There has been so much talk by so many people about a potential "Stigma" associated with countries accessing a ESM credit line.
Based on my work with @valentin_lang on the IMF, letme try to explain where that term is coming from and whether it is warranted here 1/n
The term originates from the literature about the international monetary fund (IMF), and it describes a negative signal that is supposedly conveyed when a country asks the IMF for some type of program.
You can think of this stigma and signal as being more about politics and economics. What both have in common is that for there to be a stigma going to the IMF must reveal negative information that was not public before.
With regard to politics, it can be seen as a negative signal about the competence of the politicians in power, endangering their reelection prospects. With regard to financial markets, the fear is that the price countries pay on international financial markets increases
The two best ways to measure access and cost of international financial market access are sovereign bond spreads and Sovereign credit ratings. Data coverage is better for credit ratings.
Now there are two questions. Is a really a stigma defined as revealing additional negative information to investors or voters. And is there a perception that a stigma exists?
As usual, correlation and causation are hard to disentangle. What we see in our work is that countries turn to the IMF when their creditworthiness is deteriorating dramatically already. This is over several years.
Simply controlling for available economic indicators at the yearly level is not sufficient to get rid of this dramatic selection bias. Even within years, you can see that conditions further deteriorate and IMF programs start at the lowest point.
Hence, many or most studies find strongly negative effects in all dimensions related to IMF programs. Similarly, politicians and citizens who simply observe that coincidence attribute it to the IMF.
Besides showing this, the main contribution of our paper is to show that when using plausibly exogenous variation in the likelihood to receive an IMF program, this relationship actually reverses. This holds true for ratings by all major agencies as well as investor assessments.
This positive effect is also visible within years. A few months after a program begins, creditors begins to improve again. All those results look similar when using bond spreads data.
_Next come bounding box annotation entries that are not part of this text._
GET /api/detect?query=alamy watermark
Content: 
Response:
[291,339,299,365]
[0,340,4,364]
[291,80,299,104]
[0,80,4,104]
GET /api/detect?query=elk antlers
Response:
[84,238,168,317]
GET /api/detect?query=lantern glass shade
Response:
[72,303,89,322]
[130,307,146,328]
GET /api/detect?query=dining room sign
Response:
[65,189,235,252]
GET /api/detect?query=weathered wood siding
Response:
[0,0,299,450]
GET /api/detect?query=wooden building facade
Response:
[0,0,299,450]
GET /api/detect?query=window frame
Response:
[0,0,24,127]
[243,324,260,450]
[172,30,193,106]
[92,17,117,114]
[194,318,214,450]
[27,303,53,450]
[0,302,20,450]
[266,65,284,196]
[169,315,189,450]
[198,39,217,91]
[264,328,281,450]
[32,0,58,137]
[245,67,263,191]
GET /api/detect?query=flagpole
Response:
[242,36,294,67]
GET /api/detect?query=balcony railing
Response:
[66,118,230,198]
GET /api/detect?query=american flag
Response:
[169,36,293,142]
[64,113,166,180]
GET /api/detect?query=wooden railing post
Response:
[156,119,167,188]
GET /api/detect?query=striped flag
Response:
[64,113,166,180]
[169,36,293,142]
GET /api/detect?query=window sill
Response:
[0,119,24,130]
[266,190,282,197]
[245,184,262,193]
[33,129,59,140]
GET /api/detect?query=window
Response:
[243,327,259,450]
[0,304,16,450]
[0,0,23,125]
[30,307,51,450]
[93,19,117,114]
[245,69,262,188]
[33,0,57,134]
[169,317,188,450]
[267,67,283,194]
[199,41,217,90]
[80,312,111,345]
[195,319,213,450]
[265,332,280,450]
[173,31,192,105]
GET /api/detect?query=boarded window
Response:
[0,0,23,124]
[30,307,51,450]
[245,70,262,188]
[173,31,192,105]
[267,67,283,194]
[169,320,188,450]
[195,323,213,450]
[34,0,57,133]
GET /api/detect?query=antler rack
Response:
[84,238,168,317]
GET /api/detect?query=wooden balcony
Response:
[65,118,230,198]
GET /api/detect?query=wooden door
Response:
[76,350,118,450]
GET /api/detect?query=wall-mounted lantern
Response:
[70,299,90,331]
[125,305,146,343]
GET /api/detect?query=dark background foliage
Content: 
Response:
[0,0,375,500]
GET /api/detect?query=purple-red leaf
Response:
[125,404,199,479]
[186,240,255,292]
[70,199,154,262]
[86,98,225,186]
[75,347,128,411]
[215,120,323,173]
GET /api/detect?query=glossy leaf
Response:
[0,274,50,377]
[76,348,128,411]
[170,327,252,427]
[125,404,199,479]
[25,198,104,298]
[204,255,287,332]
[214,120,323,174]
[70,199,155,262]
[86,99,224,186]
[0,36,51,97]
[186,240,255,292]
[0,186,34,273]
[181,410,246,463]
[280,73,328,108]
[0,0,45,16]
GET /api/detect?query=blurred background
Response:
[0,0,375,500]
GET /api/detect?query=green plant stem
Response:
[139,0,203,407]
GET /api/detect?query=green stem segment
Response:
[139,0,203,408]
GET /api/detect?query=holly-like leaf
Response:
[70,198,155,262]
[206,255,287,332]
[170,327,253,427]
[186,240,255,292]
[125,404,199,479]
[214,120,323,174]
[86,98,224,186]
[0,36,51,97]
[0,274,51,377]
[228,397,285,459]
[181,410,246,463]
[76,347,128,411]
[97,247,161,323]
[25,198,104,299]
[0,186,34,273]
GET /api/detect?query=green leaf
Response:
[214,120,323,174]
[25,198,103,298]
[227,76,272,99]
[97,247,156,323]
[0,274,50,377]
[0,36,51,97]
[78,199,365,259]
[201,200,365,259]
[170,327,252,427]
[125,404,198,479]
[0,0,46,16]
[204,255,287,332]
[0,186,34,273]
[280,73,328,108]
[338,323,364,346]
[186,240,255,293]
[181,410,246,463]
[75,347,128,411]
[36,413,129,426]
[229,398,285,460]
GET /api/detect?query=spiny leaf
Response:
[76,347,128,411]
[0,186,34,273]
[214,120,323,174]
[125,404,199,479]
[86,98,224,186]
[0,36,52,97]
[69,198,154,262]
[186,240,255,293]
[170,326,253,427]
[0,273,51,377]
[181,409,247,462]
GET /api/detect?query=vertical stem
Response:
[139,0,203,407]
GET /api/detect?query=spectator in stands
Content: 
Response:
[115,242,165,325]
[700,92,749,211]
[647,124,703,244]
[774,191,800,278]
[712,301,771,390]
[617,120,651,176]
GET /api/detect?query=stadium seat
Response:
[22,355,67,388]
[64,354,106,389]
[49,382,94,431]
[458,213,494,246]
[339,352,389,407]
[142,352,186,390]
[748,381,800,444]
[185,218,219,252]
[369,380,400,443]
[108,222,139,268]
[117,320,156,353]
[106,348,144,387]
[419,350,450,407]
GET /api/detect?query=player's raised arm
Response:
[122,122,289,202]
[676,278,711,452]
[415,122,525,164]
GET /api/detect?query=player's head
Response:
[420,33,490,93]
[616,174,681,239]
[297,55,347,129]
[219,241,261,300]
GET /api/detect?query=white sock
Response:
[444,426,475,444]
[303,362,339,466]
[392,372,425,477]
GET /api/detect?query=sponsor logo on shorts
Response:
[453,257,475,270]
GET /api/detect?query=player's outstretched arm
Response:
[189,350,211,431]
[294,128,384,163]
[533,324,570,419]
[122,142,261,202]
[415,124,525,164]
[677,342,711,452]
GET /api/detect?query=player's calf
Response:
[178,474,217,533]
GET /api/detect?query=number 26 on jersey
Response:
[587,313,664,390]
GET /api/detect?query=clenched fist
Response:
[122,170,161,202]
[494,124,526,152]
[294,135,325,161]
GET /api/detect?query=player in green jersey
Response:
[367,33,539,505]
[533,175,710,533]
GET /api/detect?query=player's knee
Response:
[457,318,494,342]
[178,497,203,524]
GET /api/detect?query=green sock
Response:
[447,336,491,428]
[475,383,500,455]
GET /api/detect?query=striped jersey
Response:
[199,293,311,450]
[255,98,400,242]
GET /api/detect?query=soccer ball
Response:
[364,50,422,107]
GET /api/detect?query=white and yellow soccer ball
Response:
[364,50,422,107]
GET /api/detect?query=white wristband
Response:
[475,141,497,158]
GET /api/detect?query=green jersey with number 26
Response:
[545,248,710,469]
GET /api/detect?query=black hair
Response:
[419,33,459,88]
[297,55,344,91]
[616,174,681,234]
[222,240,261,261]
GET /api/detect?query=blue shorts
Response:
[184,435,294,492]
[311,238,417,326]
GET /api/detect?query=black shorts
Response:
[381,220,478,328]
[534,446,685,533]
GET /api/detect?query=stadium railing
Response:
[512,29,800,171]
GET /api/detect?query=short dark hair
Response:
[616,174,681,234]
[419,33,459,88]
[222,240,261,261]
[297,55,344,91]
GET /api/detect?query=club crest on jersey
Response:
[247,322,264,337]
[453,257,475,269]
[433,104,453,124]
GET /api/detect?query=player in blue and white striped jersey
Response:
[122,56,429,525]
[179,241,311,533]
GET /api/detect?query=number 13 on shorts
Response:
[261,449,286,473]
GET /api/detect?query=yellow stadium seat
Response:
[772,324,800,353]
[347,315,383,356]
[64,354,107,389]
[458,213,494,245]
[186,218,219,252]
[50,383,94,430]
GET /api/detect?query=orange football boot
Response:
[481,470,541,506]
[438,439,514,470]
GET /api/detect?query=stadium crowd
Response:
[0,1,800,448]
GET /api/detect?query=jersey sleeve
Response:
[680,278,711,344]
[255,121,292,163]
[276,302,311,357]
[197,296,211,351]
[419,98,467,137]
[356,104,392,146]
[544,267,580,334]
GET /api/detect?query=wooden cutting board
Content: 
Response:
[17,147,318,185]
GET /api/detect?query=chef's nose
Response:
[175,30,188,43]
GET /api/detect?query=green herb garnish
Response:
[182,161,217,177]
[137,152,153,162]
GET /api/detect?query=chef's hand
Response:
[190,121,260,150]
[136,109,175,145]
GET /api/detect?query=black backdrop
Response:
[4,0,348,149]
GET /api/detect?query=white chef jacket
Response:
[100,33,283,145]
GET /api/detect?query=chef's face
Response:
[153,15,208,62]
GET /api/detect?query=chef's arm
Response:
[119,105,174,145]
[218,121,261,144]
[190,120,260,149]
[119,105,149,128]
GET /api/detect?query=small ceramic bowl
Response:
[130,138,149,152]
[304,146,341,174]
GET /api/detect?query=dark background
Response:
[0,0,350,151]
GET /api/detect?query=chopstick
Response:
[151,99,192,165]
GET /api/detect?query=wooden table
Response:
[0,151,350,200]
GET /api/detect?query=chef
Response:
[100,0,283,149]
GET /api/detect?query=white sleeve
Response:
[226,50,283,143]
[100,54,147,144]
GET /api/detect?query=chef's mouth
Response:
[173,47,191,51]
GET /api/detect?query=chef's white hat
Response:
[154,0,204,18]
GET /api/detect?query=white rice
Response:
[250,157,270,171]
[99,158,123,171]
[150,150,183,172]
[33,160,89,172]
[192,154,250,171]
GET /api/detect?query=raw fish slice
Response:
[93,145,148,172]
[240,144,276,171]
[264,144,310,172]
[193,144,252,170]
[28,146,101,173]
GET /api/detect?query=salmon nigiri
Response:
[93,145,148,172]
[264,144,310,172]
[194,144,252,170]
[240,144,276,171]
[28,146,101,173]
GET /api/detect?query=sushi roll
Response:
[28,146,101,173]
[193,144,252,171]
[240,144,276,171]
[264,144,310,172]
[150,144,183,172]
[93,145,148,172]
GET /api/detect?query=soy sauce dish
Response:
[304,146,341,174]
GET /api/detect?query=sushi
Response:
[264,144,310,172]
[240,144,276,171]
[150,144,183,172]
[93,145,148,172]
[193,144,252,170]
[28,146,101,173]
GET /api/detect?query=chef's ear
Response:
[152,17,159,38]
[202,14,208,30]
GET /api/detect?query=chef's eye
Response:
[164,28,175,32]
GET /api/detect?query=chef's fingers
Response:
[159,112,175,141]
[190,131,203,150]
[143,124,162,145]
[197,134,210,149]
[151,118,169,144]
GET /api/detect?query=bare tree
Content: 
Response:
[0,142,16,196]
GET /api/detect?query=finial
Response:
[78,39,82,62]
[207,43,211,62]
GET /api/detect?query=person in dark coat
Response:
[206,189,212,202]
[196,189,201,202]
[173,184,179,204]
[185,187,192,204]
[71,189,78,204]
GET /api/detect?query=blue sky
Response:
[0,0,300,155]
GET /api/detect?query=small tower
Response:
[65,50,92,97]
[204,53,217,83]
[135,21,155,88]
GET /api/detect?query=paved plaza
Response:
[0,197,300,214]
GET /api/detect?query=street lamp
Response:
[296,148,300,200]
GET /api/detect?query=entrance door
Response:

Hence, at least from an economic perspective it is not plausible that asking for a program generally conveys a negative signal to financial markets. Instead, based on a text analysis, it seems that market participants welcome conditions that include structural reforms.
All from my joint paper with @valentin_lang ,

Stigma or Cushion? IMF Programs and Sovereign Creditworthiness (Kai Gehring and Valentin Lang),
CESifo Working Paper No. 7339, Revise and Resubmit at the Journal of Development Economics (2018)

https://papers.ssrn.com/sol3/papers.cfm?abstract_id=3169341
This does not rule out that politicians perceive such programs to carry a stigma. Nonetheless, from a scientific perspective this does not seem warranted and we should try to communicate that it is confusing correlation with causation.
The IMF has many flaws, and for sure could be improved by reforms in many areas. But it is useful to have such organizations to act at an international level in times of crisis. And many countries outside the EU luckily can &do turn to IMF now ignoring stigma
Now ESM is not IMF, but the whole idea to create it was to have a European version of it. So if there is no financial market stigma for the IMF, and other countries are willing to use it, it seems weird to rule out using the ESM.
The IMF has many different types of programs and facilities, some with structural conditions and some purely growth oriented. Some more concessional than others. There is nothing in the statutes of the ESM that would stop it from doing the same.
I cannot see how emphasizing that stigma so often serves any other purpose than pushing for another solution that is personally preferred. As usual, all alternatives have their advantages and disadvantages. It is our role as scientists to explain both objectively.
To finish on that, delegating such tasks to international organizations has problems like potential democratic deficits. But so do bonds issued with joint liability without joint control, and political backlash in Northern countries. My tip is we end up with a hybrid solution.